Latino Memphians skeptic of census citizenship question
MEMPHIS, TN (WMC) - After 70 years, the citizenship question will be back on the U.S. Census.
In 2020, you will be asked if you are a U.S. citizen and that could create an issue when it comes to accurate data reporting for Memphis and the Mid-South.
Congress doles out dollars to cities based on census information. Fewer people filling out the census means fewer dollars.
Leaders of Memphis' Latino community said the citizenship question will make more people say "no thanks" to the census.
"People won't answer it," La Prensa Latina editor Vivian Fernandez-de-Adamson said. "People who are not citizens or who are here in this community just won't answer."
Fernandez-de-Adamson said local Hispanic immigr ants already distrust the government.
"They fear ICE and police officers, and the level of fear has increased in the last year," Fernandez-de-Adamson said.
Latino Memphis Executive Director Mauricio Calvo said adding the citizenship question to the census will only lead to more fears of deportation.
"Why do you need to know that information?" Calvo said. "And people will wonder what are you going to do with the information."
U.S. Commerce Secretary Wilbur Ross said the question is necessary to measure how much of the American population is eligible to vote.
"The need for accurate data would outweigh fears about a lower response," Ross wrote in a memorandum explaining his decision.
To get a higher response, said Monica Sanchez of La Prensa Latina, Uncle Sam will have to educate the community.
"They're going to have to do a heavy campaign between not just the Latino community, but all the immigr ant communities," Sanchez said. "They'll have to say look, this information is just for statistics."
Calvo said that will be a hard sell.
"We're going to leave money on the table if we don't count as many people as we can possibly can count," Calvo said.
Congress provides money for infrastructure like roads and schools, based on population. A safe, modern infrastructure is critical to the success of Memphis and the Mid-South, where there's a thriving Hispanic population.

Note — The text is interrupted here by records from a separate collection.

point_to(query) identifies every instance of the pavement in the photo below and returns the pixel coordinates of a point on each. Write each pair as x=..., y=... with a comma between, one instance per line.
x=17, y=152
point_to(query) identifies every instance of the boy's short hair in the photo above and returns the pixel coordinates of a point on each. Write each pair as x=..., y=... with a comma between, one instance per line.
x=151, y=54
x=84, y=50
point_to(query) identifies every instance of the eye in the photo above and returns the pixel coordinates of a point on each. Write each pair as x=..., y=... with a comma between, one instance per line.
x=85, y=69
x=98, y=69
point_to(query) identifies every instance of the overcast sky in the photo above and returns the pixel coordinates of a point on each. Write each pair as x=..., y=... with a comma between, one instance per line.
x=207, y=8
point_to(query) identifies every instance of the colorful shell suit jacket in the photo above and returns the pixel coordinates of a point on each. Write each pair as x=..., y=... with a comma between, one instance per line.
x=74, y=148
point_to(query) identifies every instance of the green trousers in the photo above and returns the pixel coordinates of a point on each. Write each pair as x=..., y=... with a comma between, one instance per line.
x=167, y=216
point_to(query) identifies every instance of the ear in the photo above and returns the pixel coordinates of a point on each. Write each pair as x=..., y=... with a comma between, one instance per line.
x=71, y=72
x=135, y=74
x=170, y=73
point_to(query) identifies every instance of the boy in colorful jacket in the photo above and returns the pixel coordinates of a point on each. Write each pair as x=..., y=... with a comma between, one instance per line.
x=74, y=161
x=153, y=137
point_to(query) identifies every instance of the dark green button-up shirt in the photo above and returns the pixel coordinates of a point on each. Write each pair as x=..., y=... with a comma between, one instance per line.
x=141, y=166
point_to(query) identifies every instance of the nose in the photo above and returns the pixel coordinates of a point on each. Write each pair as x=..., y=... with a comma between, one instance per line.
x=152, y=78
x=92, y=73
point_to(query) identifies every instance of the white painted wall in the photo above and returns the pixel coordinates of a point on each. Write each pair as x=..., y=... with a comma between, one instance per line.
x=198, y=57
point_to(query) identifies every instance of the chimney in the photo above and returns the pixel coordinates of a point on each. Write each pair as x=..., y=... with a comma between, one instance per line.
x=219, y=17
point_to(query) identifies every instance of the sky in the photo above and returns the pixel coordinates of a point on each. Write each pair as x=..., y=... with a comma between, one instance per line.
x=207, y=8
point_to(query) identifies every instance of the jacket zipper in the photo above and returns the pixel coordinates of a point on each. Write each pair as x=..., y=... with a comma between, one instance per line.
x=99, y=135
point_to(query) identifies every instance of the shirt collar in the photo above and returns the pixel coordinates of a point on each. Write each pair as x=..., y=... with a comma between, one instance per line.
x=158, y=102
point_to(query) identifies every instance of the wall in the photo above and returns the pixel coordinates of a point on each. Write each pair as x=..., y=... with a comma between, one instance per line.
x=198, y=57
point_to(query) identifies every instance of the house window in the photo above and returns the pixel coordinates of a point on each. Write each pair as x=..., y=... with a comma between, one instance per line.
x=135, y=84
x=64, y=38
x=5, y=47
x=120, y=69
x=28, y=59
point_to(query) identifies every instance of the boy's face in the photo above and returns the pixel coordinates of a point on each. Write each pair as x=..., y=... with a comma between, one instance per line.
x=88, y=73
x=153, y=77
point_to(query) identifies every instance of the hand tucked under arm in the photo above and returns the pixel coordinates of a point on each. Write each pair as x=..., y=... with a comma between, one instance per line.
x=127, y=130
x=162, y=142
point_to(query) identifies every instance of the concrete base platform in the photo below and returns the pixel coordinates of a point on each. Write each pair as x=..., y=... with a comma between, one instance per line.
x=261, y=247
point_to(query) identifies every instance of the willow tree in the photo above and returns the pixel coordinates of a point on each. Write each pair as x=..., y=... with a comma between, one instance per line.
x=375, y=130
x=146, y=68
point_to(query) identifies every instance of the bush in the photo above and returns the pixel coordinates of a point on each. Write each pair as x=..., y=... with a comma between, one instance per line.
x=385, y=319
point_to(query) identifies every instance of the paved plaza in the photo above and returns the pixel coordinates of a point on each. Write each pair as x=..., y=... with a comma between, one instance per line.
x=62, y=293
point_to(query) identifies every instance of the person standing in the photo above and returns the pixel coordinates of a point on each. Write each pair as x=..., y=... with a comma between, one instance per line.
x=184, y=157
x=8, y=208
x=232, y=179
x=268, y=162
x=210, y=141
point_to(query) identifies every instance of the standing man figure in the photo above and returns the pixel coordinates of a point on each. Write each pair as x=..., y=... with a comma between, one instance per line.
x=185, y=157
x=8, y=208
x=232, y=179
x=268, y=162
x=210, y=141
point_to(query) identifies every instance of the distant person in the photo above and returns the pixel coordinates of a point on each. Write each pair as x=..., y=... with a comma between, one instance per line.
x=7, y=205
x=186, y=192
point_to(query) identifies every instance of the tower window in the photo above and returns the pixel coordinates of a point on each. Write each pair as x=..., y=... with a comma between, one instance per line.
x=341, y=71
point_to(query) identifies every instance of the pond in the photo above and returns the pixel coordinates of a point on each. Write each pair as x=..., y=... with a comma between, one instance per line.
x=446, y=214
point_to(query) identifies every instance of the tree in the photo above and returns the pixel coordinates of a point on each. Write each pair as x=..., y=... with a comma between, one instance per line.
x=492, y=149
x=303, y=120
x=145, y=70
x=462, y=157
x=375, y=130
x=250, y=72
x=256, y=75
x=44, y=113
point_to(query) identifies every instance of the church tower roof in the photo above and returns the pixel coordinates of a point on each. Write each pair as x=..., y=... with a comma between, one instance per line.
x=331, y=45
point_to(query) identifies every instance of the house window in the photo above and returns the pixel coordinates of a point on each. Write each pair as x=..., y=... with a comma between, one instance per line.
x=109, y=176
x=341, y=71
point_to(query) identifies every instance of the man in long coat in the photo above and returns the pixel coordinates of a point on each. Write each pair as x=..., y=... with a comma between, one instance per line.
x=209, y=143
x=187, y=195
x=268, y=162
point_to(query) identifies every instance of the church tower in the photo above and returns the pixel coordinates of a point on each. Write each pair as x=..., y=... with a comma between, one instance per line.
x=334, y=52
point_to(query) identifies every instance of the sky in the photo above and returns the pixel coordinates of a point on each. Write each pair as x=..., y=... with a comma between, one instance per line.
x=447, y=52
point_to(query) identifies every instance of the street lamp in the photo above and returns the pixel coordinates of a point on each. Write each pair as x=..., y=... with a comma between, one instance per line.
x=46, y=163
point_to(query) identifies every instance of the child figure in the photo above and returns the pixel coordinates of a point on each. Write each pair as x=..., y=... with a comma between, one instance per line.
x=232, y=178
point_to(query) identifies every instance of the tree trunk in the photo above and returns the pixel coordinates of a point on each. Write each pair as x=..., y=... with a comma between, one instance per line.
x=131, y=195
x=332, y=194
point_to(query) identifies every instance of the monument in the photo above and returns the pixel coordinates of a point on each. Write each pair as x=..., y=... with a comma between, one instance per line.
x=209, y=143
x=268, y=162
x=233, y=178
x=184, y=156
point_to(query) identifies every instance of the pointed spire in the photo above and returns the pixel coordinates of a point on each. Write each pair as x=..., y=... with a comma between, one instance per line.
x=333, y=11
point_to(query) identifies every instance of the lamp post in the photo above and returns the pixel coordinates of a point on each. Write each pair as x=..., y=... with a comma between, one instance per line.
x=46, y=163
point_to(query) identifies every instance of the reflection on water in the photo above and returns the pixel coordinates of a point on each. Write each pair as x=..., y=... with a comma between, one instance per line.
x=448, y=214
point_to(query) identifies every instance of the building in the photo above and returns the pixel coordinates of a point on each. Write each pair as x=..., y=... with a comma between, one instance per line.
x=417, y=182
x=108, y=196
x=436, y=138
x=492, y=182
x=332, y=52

But it has a growing skepticism of the government's motives as the number of deportations goes up and more raids are staged at job sites.
"They have to get the trust of the people because sometimes the people stop believing in the government and the authorities because they're chasing them," Sanchez said.
There are an estimated 81,000 Hispanics in Memphis, but Calvo thinks the number is much higher. He said people were afraid to fill out the last census in 2010.
The bureau must submit a final list of questions to Congress by the end of March. Several states, including New York and California, have already said they will sue if the citizenship question is included.